Hydro generators have negligible real short run marginal costs but are energy constrained i.e. the "fuel" resource available to them is limited by their storage and expected inflows. Their inflows can also be highly volatile. The four major hydro generators, Waitaki, Manapouri, Clutha and Waikato, are modelled in some detail including their component reservoirs and the flows between these reservoirs.
Each hydro generator has a two stage offer, the first being its must run band offered at its must run price, with the second offer based on the "water value." The water value and optimum release for each major system is calculated using stochastic optimisation15 using 72 years of historical weekly inflow data, with reference to the thermal offers in the simulation run, but constrained by a dry year security of supply criteria entered by the user. This is discussed in more detail in section 5.11.
Small hydro generators are also optimised but on the assumption that they are price takers.
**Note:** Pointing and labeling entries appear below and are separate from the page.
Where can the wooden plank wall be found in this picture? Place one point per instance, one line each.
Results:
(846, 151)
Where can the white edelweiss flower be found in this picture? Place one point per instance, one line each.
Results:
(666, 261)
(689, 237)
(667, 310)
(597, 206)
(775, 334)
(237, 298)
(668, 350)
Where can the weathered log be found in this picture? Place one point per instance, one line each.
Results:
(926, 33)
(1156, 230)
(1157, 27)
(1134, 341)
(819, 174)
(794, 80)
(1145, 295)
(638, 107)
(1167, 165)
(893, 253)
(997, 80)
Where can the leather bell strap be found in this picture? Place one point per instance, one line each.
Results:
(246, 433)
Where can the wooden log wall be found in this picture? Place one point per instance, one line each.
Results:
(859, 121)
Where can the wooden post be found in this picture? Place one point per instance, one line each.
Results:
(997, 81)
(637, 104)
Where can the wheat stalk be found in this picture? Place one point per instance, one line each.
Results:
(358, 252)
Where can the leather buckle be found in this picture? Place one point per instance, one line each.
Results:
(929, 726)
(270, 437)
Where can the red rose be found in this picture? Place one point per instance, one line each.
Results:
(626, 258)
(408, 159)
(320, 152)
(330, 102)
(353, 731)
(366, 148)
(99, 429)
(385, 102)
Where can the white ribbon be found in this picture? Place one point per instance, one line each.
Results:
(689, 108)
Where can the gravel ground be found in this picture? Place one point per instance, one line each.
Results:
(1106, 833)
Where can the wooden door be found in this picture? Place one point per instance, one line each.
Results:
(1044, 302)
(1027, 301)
At each time zone, all offers are submitted to the dispatch module. For the purposes of long term modelling, time zones of Week Day, Week Night, Other Day and Other Night are used. The module obtains the demand from the demand input data and then dispatches generation to minimise the "cost" of dispatch as set by the generators' offers, and as seen by the purchasers in aggregate, taking account of conservation of energy, grid flows, grid losses and constraints on generator output and line capacities.16
Nodal prices at each modelled node are then calculated as the "shadow price" of each nodal energy constraint. Therefore, they include the price effect of all constraints mentioned above, including any effects due to marginal losses and line constraints.